Cristo se ha encarnado para este combate final. La primera batalla la libró Miguel y los ángeles fieles, y tuvo por campo las celestes alturas. La santidad de los patriarcas y las oraciones y persecuciones de los justos del Antiguo Testamento fueron las sucesivas escaramuzas de Dios contra Satán. Pero el duelo final, lo reservaba para un solo hombre. Un hombre más que hombre; el Hijo del hombre; el Hombre-Dios.

La primera parte de la lucha pareció ganarla el diablo: Esta es vuestra hora y del poder de las tinieblas, dijo el mismo Señor. Cristo es sometido a la libre injuria de los demonios; a la tortura y la blasfemia; a la cruz y la traición; a la burla y al escarnio; y finalmente, a la agonía y a la muerte. Cristo muerto y sepultado, parecía la victoria de Satán. Pero el Señor sufrió la muerte para bajar al Reino de los muertos, para asestar allí el último golpe al Emperador del doloroso reino, como lo llamó Dante. 
Y aquél que Satanás vio desnudo y escupido, aquél sobre el que cantó victoria cuando lo contempló ultrajado y destrozado; aquél sobre el que gozó viéndolo presa de la muerte, a Ése, pocas horas más tarde, lo vio como lo vería San Juan en Patmos: Y vi en medio de los siete candelabros de oro, uno como hijo de hombre, vestido de túnica, ceñido a los pechos con cinto de oro; la cabeza y los cabellos blancos, como lana blanca igual que la nieve; y los ojos de Él como llama de fuego; los pies eran semejantes a azófar fundido en el crisol, y una voz como ruido de riada. Y lleva en la diestra mano siete estrellas, y de su boca irrumpía una espada bifilada, y el rostro como el sol en su cenit. Y en cuanto lo hube visto caí a sus pies como muerto (Ap 1, 9 ss).

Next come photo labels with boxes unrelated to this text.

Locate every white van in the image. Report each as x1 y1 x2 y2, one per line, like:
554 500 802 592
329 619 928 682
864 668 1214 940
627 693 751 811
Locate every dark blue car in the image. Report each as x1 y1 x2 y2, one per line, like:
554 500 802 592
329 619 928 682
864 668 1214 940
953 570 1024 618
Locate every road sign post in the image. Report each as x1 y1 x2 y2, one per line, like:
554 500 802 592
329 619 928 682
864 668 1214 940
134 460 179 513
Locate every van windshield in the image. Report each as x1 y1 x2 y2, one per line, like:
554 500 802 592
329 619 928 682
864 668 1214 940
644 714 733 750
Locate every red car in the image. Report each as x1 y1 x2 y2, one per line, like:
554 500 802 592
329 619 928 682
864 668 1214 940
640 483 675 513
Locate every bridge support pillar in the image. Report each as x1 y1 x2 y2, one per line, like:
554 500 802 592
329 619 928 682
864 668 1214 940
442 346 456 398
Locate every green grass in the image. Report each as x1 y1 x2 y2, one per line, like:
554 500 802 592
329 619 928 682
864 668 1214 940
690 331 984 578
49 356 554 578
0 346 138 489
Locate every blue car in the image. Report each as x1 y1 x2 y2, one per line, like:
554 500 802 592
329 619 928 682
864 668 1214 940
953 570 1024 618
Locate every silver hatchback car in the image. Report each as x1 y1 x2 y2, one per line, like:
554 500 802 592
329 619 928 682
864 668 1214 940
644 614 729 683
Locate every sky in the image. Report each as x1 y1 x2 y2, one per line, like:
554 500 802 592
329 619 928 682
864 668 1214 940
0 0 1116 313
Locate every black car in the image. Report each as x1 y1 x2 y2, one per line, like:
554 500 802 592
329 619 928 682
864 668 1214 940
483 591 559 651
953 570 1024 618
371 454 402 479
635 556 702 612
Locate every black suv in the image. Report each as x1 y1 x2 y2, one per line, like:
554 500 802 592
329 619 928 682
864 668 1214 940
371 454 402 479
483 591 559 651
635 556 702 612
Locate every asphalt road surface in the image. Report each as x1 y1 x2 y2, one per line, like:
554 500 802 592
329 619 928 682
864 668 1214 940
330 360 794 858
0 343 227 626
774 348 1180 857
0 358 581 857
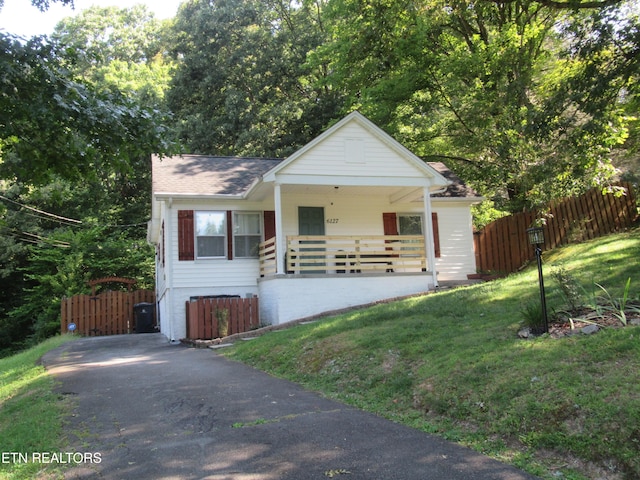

También el demonio cae hoy muerto a los pies del esplendor de Cristo. Muerto de terror y espanto. San Jerónimo escribía hace ya muchos siglos, desde su gruta de Belén: “Cristo marchando contra los crueles ministros del castigo, castiga con fuerza divina sus escuadrones implacables. Rugen los verdugos sin entrañas, rechinando rabiosos sus dientes, y, al entrar el Fortísimo en los fuertes calabozos, son cerrados con cadenas férreas por el que es más fuerte que todos ellos”.

Dux vitae mortuus regnat vivus. El caudillo de la vida, que había muerto, reina vivo. No temas-dice Cristo a Juan en el Apocalipsis- Yo soy el primero y el último, y muerto fui, y heme aquí viviente por los siglos de los siglos (Ap 1, 18). Alfa y Omega, Principio y Fin. 
Había muerto, pero reina vivo. ¿Dónde está, muerte, tu aguijón? La muerte ha sido sumida en la victoria (1 Cor 15, 55).

Fuente: P. Miguel Ángel Fuentes, V.E., I.N.R.I.